Am learning arrays at the moment and I have the below piece of code that goes through drive C: and displays the files in in a list box.
I want to try and expand it to use array.sort so that it gets the files, puts them into an array, and then I can sort by filename or file size. I have been rattling my brain over this - as to how do I put the files into an array.
Would like an explanation if possible as more interested in learning it rather than the answer.
Thanks!
Private Sub btnclick_Click(ByVal sender As System.Object, ByVal e As System.EventArgs) Handles btnclick.Click
Call Clearlist()
Dim strFilesinfo As System.IO.FileInfo
Dim strlength As Double = 0
Dim strname As String = ""
For Each strFiles As String In My.Computer.FileSystem.GetFiles("c:\")

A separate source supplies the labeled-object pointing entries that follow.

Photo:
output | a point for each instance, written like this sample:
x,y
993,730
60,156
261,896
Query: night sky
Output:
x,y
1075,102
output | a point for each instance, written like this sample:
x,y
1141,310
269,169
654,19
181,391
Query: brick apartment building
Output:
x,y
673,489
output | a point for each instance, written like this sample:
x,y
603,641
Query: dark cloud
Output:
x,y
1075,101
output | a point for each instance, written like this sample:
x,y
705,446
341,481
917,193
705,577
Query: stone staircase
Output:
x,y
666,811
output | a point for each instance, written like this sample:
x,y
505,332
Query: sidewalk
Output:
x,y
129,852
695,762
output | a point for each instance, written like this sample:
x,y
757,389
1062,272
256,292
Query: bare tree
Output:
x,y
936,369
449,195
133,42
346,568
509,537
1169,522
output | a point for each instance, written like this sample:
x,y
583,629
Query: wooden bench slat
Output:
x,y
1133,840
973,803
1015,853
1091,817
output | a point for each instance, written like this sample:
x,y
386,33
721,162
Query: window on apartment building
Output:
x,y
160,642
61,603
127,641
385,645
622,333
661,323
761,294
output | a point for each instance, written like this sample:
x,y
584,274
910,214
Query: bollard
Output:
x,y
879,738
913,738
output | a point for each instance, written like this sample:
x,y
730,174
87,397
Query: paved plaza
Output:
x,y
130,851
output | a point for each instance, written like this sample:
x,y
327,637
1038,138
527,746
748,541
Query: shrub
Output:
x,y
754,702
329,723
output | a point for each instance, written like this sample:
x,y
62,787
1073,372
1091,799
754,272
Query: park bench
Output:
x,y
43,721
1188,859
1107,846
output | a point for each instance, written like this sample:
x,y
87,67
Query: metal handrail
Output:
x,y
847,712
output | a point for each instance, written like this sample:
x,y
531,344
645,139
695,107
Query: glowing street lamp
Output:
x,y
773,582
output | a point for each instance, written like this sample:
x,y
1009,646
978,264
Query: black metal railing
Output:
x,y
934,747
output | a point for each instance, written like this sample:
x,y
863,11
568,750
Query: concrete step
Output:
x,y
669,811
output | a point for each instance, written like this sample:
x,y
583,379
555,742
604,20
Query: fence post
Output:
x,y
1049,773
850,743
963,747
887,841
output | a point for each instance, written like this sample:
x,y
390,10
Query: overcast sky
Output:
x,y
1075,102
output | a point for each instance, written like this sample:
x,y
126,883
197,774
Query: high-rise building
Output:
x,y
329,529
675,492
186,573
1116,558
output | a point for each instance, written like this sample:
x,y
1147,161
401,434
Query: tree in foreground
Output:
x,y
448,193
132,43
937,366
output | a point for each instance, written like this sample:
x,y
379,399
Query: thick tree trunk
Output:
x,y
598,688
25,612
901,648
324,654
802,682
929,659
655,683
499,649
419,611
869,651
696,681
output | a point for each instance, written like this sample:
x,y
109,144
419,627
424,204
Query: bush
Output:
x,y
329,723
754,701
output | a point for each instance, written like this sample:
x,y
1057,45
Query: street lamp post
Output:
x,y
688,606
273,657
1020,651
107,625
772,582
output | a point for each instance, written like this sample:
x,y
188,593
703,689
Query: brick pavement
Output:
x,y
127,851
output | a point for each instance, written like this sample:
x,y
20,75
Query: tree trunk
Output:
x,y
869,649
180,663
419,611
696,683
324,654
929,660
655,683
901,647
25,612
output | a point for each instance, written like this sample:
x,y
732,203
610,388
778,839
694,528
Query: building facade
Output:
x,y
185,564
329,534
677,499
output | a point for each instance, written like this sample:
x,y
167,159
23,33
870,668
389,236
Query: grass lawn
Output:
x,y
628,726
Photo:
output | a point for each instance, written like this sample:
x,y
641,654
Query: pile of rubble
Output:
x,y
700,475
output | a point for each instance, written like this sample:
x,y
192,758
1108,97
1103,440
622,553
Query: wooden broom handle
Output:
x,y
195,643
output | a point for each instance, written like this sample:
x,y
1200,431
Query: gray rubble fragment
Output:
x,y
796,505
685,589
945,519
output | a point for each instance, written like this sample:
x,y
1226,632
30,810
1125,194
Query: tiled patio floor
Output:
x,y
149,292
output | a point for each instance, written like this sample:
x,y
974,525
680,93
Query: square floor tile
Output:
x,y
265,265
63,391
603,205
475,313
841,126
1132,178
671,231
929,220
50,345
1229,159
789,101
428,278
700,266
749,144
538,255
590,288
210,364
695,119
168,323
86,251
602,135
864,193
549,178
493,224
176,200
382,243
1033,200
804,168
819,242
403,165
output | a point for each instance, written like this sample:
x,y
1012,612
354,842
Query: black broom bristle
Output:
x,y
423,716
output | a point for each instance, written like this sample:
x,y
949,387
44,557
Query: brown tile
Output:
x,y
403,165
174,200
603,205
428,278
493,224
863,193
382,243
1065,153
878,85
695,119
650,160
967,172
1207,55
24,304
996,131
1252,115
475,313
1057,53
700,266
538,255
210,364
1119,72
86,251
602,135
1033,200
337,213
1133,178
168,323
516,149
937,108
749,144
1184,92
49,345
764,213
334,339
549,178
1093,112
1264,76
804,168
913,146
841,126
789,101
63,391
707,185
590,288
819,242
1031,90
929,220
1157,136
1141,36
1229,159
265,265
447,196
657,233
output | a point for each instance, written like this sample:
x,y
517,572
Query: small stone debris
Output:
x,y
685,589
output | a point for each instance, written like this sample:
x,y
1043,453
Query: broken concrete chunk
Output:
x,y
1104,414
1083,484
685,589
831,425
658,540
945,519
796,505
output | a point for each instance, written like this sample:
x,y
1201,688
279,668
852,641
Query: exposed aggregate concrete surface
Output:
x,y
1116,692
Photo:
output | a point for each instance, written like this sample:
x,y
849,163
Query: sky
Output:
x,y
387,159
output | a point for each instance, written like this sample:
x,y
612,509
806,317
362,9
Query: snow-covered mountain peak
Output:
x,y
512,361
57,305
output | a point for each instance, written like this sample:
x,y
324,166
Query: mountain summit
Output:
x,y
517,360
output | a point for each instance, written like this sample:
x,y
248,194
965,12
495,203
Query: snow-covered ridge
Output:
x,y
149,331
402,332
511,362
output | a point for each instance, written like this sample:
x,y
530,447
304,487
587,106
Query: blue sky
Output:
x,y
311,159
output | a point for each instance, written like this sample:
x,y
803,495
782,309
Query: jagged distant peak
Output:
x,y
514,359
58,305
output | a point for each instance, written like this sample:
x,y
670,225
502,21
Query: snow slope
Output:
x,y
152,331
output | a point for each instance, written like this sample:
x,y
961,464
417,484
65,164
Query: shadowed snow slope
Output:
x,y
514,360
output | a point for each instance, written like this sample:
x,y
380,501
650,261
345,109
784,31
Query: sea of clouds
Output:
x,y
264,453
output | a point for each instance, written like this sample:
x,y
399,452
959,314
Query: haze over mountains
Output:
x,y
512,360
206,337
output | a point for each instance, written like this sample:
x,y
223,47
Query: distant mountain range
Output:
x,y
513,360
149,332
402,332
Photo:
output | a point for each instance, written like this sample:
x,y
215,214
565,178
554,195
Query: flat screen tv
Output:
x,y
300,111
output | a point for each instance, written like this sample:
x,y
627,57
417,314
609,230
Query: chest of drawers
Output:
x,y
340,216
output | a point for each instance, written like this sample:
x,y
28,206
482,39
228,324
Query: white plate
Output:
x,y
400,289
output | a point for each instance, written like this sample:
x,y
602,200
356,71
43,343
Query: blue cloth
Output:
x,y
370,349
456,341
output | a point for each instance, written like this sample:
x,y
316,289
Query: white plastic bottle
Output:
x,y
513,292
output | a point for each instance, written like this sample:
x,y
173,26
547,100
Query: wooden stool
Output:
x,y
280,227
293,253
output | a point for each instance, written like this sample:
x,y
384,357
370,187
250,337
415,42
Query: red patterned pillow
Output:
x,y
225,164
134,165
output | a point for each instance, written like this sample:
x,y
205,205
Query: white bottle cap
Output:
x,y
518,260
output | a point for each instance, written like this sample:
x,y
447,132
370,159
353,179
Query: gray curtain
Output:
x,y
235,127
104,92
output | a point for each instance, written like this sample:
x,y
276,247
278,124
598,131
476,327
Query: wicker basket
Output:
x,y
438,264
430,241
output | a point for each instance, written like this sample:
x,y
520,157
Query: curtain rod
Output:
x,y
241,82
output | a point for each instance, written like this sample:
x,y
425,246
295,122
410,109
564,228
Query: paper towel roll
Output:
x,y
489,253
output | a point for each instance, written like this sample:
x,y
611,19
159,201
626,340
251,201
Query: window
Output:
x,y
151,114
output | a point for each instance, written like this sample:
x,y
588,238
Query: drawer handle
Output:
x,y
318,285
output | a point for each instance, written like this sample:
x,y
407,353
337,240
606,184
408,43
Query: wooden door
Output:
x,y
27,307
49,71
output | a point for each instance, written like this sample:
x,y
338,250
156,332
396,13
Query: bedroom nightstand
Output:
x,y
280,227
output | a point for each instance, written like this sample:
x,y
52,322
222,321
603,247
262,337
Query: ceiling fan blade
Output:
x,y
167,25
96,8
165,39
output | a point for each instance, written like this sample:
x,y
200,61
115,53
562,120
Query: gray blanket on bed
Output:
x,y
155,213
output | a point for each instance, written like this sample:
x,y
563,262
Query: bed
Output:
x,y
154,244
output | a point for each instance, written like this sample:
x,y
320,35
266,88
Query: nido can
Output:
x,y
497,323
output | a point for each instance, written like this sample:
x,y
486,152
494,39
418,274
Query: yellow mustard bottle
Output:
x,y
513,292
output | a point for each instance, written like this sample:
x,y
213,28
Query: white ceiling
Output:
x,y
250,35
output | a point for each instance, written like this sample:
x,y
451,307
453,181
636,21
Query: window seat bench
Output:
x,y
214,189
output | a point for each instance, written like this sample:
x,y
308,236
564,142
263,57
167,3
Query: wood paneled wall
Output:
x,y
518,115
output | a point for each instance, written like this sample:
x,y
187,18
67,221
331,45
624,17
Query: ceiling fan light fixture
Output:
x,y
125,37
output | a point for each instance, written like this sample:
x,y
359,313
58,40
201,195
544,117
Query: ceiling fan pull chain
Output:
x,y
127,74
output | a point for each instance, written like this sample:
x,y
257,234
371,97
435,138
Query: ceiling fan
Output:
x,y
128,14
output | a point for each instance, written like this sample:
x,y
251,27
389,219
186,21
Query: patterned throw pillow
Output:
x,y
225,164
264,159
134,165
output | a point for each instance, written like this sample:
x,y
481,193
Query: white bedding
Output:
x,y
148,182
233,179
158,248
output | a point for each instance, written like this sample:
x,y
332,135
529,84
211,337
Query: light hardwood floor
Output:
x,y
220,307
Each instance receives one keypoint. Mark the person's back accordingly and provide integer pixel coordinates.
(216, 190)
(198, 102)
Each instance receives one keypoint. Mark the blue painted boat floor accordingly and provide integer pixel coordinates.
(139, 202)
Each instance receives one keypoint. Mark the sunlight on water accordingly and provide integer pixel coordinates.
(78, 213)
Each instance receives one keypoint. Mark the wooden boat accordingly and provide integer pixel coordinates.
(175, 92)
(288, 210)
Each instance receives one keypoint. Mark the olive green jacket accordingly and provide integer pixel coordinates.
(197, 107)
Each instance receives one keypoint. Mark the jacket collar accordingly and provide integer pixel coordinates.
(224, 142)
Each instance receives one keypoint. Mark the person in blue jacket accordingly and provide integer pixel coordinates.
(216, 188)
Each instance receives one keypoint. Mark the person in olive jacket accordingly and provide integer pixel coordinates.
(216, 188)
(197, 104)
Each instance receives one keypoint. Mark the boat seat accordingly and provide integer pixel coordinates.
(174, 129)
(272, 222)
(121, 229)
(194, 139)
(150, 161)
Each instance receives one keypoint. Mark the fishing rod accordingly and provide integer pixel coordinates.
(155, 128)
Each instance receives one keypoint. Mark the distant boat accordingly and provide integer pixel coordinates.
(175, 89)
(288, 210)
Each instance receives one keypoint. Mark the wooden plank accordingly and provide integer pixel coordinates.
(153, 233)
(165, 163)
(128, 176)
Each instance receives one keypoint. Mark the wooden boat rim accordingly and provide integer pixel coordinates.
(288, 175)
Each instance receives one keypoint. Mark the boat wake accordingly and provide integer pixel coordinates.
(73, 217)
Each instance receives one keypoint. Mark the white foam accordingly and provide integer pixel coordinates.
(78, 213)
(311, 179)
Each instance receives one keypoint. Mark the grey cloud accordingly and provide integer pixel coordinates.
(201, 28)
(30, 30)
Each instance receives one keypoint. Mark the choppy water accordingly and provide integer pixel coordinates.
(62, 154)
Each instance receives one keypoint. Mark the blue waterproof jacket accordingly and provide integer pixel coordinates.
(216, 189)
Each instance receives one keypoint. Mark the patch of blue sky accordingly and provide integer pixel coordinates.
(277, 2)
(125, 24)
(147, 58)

strFilesinfo = My.Computer.FileSystem.GetFileInfo(strFiles)
strlength = strFilesinfo.Length
strname = strFilesinfo.Name
lstData.Items.Add(strname & " " & strlength.ToString("N0"))
Next
End Sub
End Class
To allow the data to be sortable, you'd need to be displaying something that could treat that information separately (i.e. a class or structure). You might also find that a different type of control, such as a DataGridView might be easier to get to grips with.
The .Net framework does define an interface, IBindingList which collections can implement to show that they report, amongst other things, sorting.
I'm providing this as a sample for learning purposes but it should not be used as-is. Getting every file from the entire C:\ should not be done like this. Aside from the performance issues there are windows security limitations that won't actually let you do this.
The FileList being populated here is getting just the TopDirectoryOnly. If you change that input to "AllDirectories" it will get all the subdirectories but it will fail as I stated before.
Dim path As String = "C:\"
Dim dir As New System.IO.DirectoryInfo(path)
Dim fileList = dir.GetFiles("*.*", IO.SearchOption.TopDirectoryOnly)
Dim fileSort = (From file In fileList _
Order By file.Name _
Select file.Name, file.Length).ToList
For Each file In fileSort
With file
lstData.Items.Add(String.Format("{0} {1}", .Name, .Length.ToString("N0")))
End With
Next file
Just change the Order By in the LINQ query to change how the sorting is done. There are many other ways to do the sorting but LINQ will handle it for you with very little code.